A very interesting article about CELL programming

chris1515

Legend
Supporter
It is about the algorithm Breadth-First Search (BFS) on a graph, they finish to optimise the algorithm and it is now 22 times faster on CELL than the PC implementation on a 3,4 Ghz Xeon HT. I remember that someone post something about this algorithm on B3D before.

http://www.ddj.com/dept/64bit/197801624

It is very interesting, they describe every optimisation step by step. You can view some code. And the authors think the final code is a very good exemple of optimized CELL code.

It is fast but the program is much longer on CELL: 60 lines of code for original implementation... and 1200 lines for CELL.
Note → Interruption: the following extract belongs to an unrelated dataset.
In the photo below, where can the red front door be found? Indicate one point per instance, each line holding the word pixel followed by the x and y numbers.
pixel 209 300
On a Pentium 4 HT running at 3.4 GHz, this algorithm is able to check 24-million edges per second. On the Cell, at the end of our optimization, we achieved a performance of 538-million edges per second. This is an impressive result, but came at the price of an explosion in code complexity. While the algorithm in Listing One fits in 60 lines of source code, our final algorithm on the Cell measures 1200 lines of code.

They compare the CELL programmation to DOS programmation :D and it seems the SPU with the local store are fast:

In a way, this feels like the old DOS days, when everything had to fit in the (in)famous 640 KB. On the other hand, an SPE's local storage (256 KB) is so much larger than most L1 data caches (a Xeon has just 32 KB). This is one of the reasons why a single SPE outperforms the highest-clocked Pentium Xeon core by a factor of three on many benchmarks.
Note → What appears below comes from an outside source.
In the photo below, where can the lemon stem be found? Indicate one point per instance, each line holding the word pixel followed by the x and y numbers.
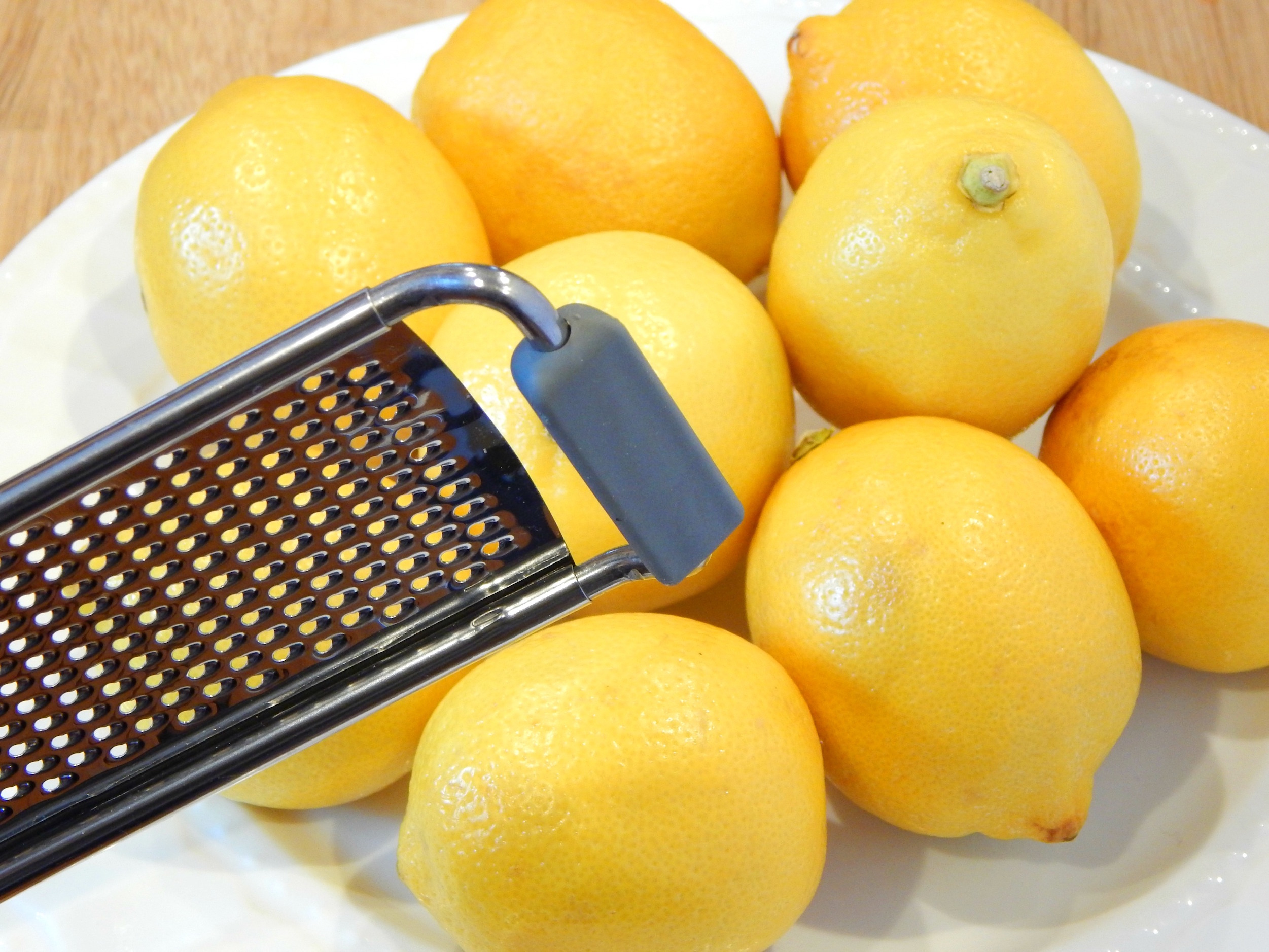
pixel 988 181
pixel 810 441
And I like the new B3D design.

EDIT:
I find it was patsu:
http://forum.beyond3d.com/showpost.php?p=901916&postcount=22

Breadth-First Graph (BFS) Exploration
-- Random memory access pattern (when exploring random graphs, which is our case)
-- Fine granularity (tens, hundreds of bytes)
-- Little opportunities to increase the communication granularity
-- Almost no computation
-- Reading/updating bitmap and data transfers
---- Difficult problem for conventional processors
---- Can’t get any worse in terms of irregular access pattern and communication granularity

I find this exemple very interesting. It is not easy to rethink the problem for CELL. And with a problem with random access and almost no computation, I find the performance very impressive.
 
Last edited by a moderator:
It is about the algorithm Breadth-First Search (BFS) on a graph, they finish to optimise the algorithm and it is now 22 times faster on CELL than the PC implementation on a 3,4 Ghz Xeon HT. I remember that someone post something about this algorithm on B3D before.

http://www.ddj.com/dept/64bit/197801624

It is very interesting, they describe every optimisation step by step. You can view some code. And the authors think the final code is a very good exemple of optimized CELL code.
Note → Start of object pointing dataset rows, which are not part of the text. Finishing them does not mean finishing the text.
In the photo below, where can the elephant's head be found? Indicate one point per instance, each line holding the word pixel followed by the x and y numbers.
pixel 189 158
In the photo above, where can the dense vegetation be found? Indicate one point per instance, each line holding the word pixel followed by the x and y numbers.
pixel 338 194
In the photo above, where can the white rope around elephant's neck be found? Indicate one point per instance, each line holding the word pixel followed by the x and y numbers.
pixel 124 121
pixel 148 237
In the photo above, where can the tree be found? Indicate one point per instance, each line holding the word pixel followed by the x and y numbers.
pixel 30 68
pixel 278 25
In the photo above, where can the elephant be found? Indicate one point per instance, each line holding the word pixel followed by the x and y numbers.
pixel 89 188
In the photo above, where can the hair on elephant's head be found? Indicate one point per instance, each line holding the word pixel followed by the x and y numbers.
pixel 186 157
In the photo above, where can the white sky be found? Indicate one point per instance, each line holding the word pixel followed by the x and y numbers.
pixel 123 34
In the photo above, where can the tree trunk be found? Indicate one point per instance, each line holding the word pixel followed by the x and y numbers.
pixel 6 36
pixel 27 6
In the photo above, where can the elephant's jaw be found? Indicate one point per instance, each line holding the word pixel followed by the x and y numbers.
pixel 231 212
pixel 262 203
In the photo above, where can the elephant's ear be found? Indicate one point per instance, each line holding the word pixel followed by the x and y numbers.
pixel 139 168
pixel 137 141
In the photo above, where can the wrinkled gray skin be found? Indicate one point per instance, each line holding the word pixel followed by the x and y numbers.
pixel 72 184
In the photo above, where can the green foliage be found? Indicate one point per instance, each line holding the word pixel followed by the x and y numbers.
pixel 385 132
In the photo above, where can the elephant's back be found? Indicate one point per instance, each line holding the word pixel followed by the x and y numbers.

It is fast but the program is much longer on CELL: 60 lines of code for original implementation... and 1200 lines for CELL.



They compare the CELL programmation to DOS programmation :D and it seems the SPU with the local store are fast:



And I like the new site design.

I find it was patsu:
http://forum.beyond3d.com/showpost.php?p=901916&postcount=22



I find this exemple very interesting. It is not easy to rethink the problem for CELL. And with a problem with random access and no computation, I find the performance incredible.

Would it not be possible to perform a similar level of very low level optimisation on the Xeon to produce significant performance increases also? Perhaps not to the level of Cell but at least to far les than a 22x difference?

Or is this difference mostly born from the speed of the LS compared to normal PC RAM?
 
Would it not be possible to perform a similar level of very low level optimisation on the Xeon to produce significant performance increases also? Perhaps not to the level of Cell but at least to far les than a 22x difference?

Or is this difference mostly born from the speed of the LS compared to normal PC RAM?

Maybe, but the local store latency versus cache latency seems to be only one part of the Cell advantage.

And it is not an article from STI employee, it is not the goal to downplay the Xeon. And most of the time the IBM bench are fair.

This work has been supported by the Laboratory Directed Research and Development Program for the Data-Intensive Computing Initiative at Pacific Northwest National Laboratory, operated by Battelle for the U.S. Department of Energy under Contract DEAC0576RL01830.
 
Last edited by a moderator:
It's all the factors together. If you look at the slides I linked to (second last page), you can see that for this task, Cell is on par with the 128-CPU Blue Gene.
 
It's all the factors together. If you look at the slides I linked to (second last page), you can see that for this task, Cell is on par with the 128-CPU Blue Gene.

And now it is faster.

In this article, we present strategies we've used to make a Breadth-First Search on graphs as fast as possible on the Cell, reaching a performance that's 22 times higher than Intel's Woodcrest, comparable to a 256-processor BlueGene/L supercomputer—and all this with just with a single Cell processor!
 
Good find Chris. Impressive figures for Cell. But why compare Cell to a Pentium 4 at this point in time?? If anything is it possible that there was no original coding done for the Pentium 4 and they simply used archival information??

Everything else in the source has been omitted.